Et pourtant, la bêtise et la méchanceté sont des choses bien partagées.
Dans le numéro du 5 janvier 2012, Courrrier international relate les difficultés rencontrées en Inde par une auteure qui a démontré la multiplicité et la diversité des versions du Ramayana, patrimoine communs des hindouhistes, des musulmans, des bouddhistes.

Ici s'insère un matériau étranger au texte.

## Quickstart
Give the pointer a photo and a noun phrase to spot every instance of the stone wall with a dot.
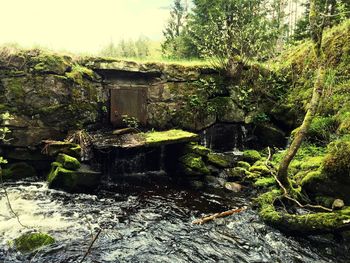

"Mais la vision universaliste et humaniste du Ramayana véhiculée par Ramanujan se heurte à celle de groupes hindous
extrémistes pour lesquels “il n’y a qu’un Ramayana, celui de Valmiki, c’est-à-dire la version aryenne et sanskrite du récit, venue de l’Inde du Nord”, comme l’explique la journaliste Sudha
Ramachandran dans le magazine en ligne Asia Times. Au terme de trois ans de combat, les militants hindouistes ont obtenu en octobre dernier de l’université de Delhi qu’elle retire de sa liste de
lectures recommandées en licence d’histoire ce texte, jugé “blasphématoire et insultant pour les croyances de millions d’hindous”. Les militants avaient saisi la Cour suprême et obtenu la
constitution d’un comité d’experts chargé de statuer sur le sort de Three Hundred Ramayanas. L’argumentation d’un seul de ces experts a suffi pour faire pencher la balance en faveur de la mise à
l’index, déplore le magazine Open.
“Cette décision m’effraie, car elle contribue à asseoir l’idée que le Ramayana est la propriété exclusive des hindous et feint
d’ignorer que ce récit a été raconté et re-raconté par des musulmans, des bouddhistes et des gens d’autres confessions”, réagissait l’auteure de Sita’s Ramayana, Samhita Arni, dans le quotidien
Indian Express. Les futures générations d’étudiants seront mal armées pour comprendre la réalité de l’Inde, redoutait-elle aussi dans le magazine Tehelka."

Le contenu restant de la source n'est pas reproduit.